I finally watched this 90s classic, partly to put an end to the horrified what you haven’t seen The Shawshank Redemption??? reactions I invariably got from friends and acquaintances. Yes, it absolutely deserves its reputation as a great movie.
I’ve previously read the short story by Stephen King it’s based on, so I already knew the narrative payoff at the end (you could probably guess it anyway from the cheeky The Count of Monte Cristo reference thrown in), but the twist is not really the point. For the story to endure, it needs to be about something deeper and richer than dropping a surprise on the audience, and here it’s the themes of friendship, resilience and hope that resonate the most.

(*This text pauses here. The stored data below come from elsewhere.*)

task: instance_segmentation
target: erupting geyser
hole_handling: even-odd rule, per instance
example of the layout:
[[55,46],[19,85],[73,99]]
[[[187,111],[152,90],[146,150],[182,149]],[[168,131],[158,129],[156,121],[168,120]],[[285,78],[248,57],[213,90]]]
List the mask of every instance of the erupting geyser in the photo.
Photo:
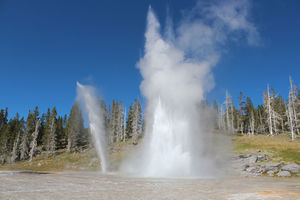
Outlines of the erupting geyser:
[[[209,61],[188,60],[184,52],[166,42],[159,33],[159,23],[148,13],[145,56],[138,63],[147,98],[146,139],[141,169],[144,176],[192,176],[204,158],[195,152],[202,145],[199,103],[205,82],[210,82]],[[195,143],[197,141],[197,144]],[[198,155],[197,155],[198,154]]]
[[211,68],[221,47],[240,32],[254,43],[257,32],[246,19],[247,1],[216,2],[198,3],[175,30],[168,18],[164,35],[149,7],[145,54],[137,64],[147,100],[145,137],[139,154],[123,164],[125,171],[145,177],[207,177],[224,167],[225,147],[212,134],[212,112],[201,101],[214,87]]
[[84,86],[77,82],[77,98],[84,106],[89,120],[89,129],[93,137],[94,146],[101,160],[102,172],[107,172],[107,138],[103,124],[103,114],[100,101],[97,98],[95,89],[91,86]]

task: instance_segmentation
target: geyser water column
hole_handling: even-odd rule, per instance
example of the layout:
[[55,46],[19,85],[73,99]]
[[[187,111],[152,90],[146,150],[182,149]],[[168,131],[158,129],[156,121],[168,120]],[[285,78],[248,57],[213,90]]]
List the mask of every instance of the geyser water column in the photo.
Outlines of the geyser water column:
[[191,154],[186,141],[189,127],[184,119],[172,117],[160,98],[154,111],[154,121],[144,175],[150,177],[188,176]]
[[147,159],[140,173],[150,177],[193,176],[196,162],[202,159],[194,152],[194,140],[202,145],[197,110],[204,82],[211,83],[211,63],[187,60],[184,51],[164,40],[151,8],[147,22],[145,55],[138,63],[144,78],[141,91],[147,99],[143,144]]
[[105,134],[103,112],[95,89],[91,86],[84,86],[77,82],[77,98],[84,106],[84,111],[89,120],[89,129],[93,137],[94,146],[101,160],[102,172],[107,172],[107,138]]

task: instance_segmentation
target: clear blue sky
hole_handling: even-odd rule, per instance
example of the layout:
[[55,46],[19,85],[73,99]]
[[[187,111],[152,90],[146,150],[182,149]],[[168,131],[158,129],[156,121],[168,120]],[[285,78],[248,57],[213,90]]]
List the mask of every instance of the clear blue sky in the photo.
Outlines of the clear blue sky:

While the hero of the story is ostensibly Andy Dufresne (Tim Robbins), a former banker given two life sentences for the murder of his wife and her lover, Andy remains something of an enigma, a quietly spoken, self-contained man with an outsider aura who both fascinates and somewhat unnerves. You can understand why the jury who ends up finding him guilty at the start of the movie think that he’s a cold creep. Later on he earns the sympathy and admiration of both the viewer and his fellow inmates, including the lifer Ellis ‘Red’ Redding (Morgan Freeman), who becomes Andy’s friend, provides the narration for the movie, and ultimately gets the titular “redemption”. I found it interesting though that, unlike the book, the movie doesn’t disclose the details of Red’s crime other than just referring to it as murder – I suppose they decided not to test the audience’s sympathy too much.
The movie’s pace is slow, reflective and deliberate, fittingly so as it covers 19 years of life in an environment marked by tedium, with moments of shocking brutality and horror, but at the same time the film is never less than engaging and warm-hearted in the best sort of old-fashioned way. Even the few moments where the movie tugs on the heartstrings real hard, swelling musical score and all, feel earned. Oh and it was rather amusing to see Billy from Ally McBeal pop up as a young cocky criminal who briefly gives Andy the hope of acquittal; unexpected appearances like this is part of the fun with the older movies, I find.